Synteny will be recalculated for: rat vs. huamn, chicken vs. human and human vs. macaque, dog, chimpanzee, platypus, opossum, mouse, orangutan, horse and cow

Homologies amd families

  • 50 way GeneTrees and homologies with new/updated genebuilds and assemblies
  • Clustering using hcluster_sg
  • Multiple Sequence Alignments using consistency-based MCoffee meta-aligner (mafftgins + muscle + kalign + probcons) and new exon-skipping aware “skipper” algorithm.
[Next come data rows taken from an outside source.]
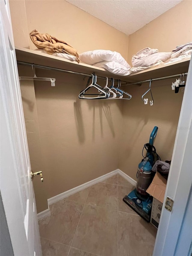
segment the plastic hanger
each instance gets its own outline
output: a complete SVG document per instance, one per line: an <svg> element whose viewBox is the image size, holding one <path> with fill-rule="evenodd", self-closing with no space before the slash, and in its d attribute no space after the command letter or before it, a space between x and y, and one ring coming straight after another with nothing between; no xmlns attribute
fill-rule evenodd
<svg viewBox="0 0 192 256"><path fill-rule="evenodd" d="M179 92L179 88L181 87L184 87L185 86L185 82L184 80L184 74L183 73L183 81L182 82L181 80L181 77L182 75L182 74L181 74L181 78L179 79L180 79L180 81L179 81L179 83L178 83L178 84L174 87L175 89L175 93L178 93ZM176 79L176 81L177 81L177 79Z"/></svg>
<svg viewBox="0 0 192 256"><path fill-rule="evenodd" d="M110 89L111 89L112 90L114 90L115 92L115 93L116 94L116 99L121 99L123 98L123 93L122 92L120 92L119 91L120 90L119 90L118 89L118 88L116 88L116 87L115 87L114 86L114 83L115 80L114 80L114 78L113 78L112 77L111 79L111 81L112 81L112 85L110 87Z"/></svg>
<svg viewBox="0 0 192 256"><path fill-rule="evenodd" d="M128 95L129 96L129 98L124 98L123 96L123 97L121 98L124 100L130 100L132 98L132 96L130 95L130 94L128 93L128 92L125 92L122 89L120 89L120 88L121 85L121 81L119 79L118 79L118 86L117 87L117 88L116 88L116 89L117 90L118 92L120 92L122 93L123 94L123 94L125 94L126 95Z"/></svg>
<svg viewBox="0 0 192 256"><path fill-rule="evenodd" d="M38 77L33 70L33 65L32 65L32 69L34 73L34 77L20 77L20 80L38 80L39 81L50 81L51 86L55 86L55 78L50 77Z"/></svg>
<svg viewBox="0 0 192 256"><path fill-rule="evenodd" d="M110 95L108 98L108 100L112 100L113 99L116 99L117 97L117 95L116 93L115 93L114 92L113 92L112 90L111 90L111 89L109 88L109 87L108 87L108 77L106 77L106 85L104 87L104 89L105 89L106 90L107 90L109 91L109 92L110 93Z"/></svg>
<svg viewBox="0 0 192 256"><path fill-rule="evenodd" d="M143 101L145 101L145 104L147 104L148 103L148 99L147 98L145 98L144 99L143 99L143 97L149 91L150 91L150 92L151 92L151 97L152 98L152 101L150 101L149 102L150 103L150 105L151 106L153 105L154 102L153 98L153 95L152 95L152 93L151 91L151 83L152 82L152 80L151 79L150 80L150 83L149 83L149 89L147 90L147 91L146 92L145 92L145 93L143 95L142 95L142 100Z"/></svg>
<svg viewBox="0 0 192 256"><path fill-rule="evenodd" d="M92 81L89 85L85 89L82 91L79 95L80 99L107 99L110 96L110 93L106 90L97 84L97 76L95 74L92 74ZM89 82L88 80L88 83ZM97 94L87 94L86 92L90 88L94 87L97 89L99 93ZM97 95L97 97L89 97L89 95ZM87 97L88 95L88 97Z"/></svg>

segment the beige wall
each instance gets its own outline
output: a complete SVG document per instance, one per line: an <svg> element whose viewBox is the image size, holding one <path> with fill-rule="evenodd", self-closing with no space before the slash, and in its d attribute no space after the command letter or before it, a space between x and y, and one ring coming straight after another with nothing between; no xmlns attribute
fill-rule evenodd
<svg viewBox="0 0 192 256"><path fill-rule="evenodd" d="M86 84L82 77L49 74L55 87L35 82L48 198L118 168L123 107L121 101L79 99Z"/></svg>
<svg viewBox="0 0 192 256"><path fill-rule="evenodd" d="M28 67L19 66L18 69L20 76L33 75L32 69ZM20 83L32 169L34 172L41 170L44 171L33 81L21 80ZM37 176L33 183L37 208L40 212L48 208L46 181L41 183L39 177Z"/></svg>
<svg viewBox="0 0 192 256"><path fill-rule="evenodd" d="M143 158L143 146L148 143L154 126L159 128L154 144L158 154L163 161L171 159L183 95L181 89L177 94L171 90L174 80L152 83L152 106L145 105L141 99L149 88L149 83L140 87L126 86L133 100L124 104L119 168L136 180L138 164ZM150 93L147 97L151 99Z"/></svg>
<svg viewBox="0 0 192 256"><path fill-rule="evenodd" d="M103 49L127 58L128 36L65 1L14 0L10 5L16 46L34 49L28 34L36 29L80 53ZM20 67L20 75L31 71ZM82 77L47 74L36 71L55 77L55 88L35 81L35 95L33 83L21 86L32 167L42 169L44 178L42 184L34 180L38 212L47 208L47 199L117 169L122 122L122 101L80 100Z"/></svg>
<svg viewBox="0 0 192 256"><path fill-rule="evenodd" d="M183 0L129 36L128 62L131 65L132 56L145 47L171 52L191 41L192 1Z"/></svg>
<svg viewBox="0 0 192 256"><path fill-rule="evenodd" d="M170 50L191 40L191 2L183 1L131 35L129 59L146 46ZM10 6L17 46L34 49L26 33L35 28L80 53L109 49L127 57L128 37L65 1L15 0ZM30 72L19 69L20 75ZM36 74L56 79L55 87L37 81L21 86L32 167L42 169L44 179L42 184L34 180L38 212L47 208L47 199L118 168L136 179L143 145L155 125L157 151L162 160L171 158L183 96L170 89L172 80L153 83L151 107L141 100L146 84L127 87L130 101L89 101L78 97L86 85L82 77L40 70Z"/></svg>
<svg viewBox="0 0 192 256"><path fill-rule="evenodd" d="M26 35L35 29L66 41L79 53L104 49L127 58L128 36L64 0L10 0L10 5L16 46L28 48ZM35 49L30 39L29 45Z"/></svg>

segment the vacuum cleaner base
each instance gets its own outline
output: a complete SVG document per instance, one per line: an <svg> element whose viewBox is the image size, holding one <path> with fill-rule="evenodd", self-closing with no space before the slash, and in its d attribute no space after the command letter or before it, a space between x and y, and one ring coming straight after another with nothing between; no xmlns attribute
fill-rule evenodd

  • New ‘putative gene split’ and ‘distant paralog’ homology types
  • Pairwise gene-based dN/dS calculations for high coverage species pairs
  • Updated MCL families including all Ensembl transcript isoforms and newest Uniprot Metazoa
  • Multiple sequence alignments with MAFFT
  • Stable IDs for GeneTrees (ENSGT00550NNNNNNNNN) and MCL Families (ENSFM00550NNNNNNNNN).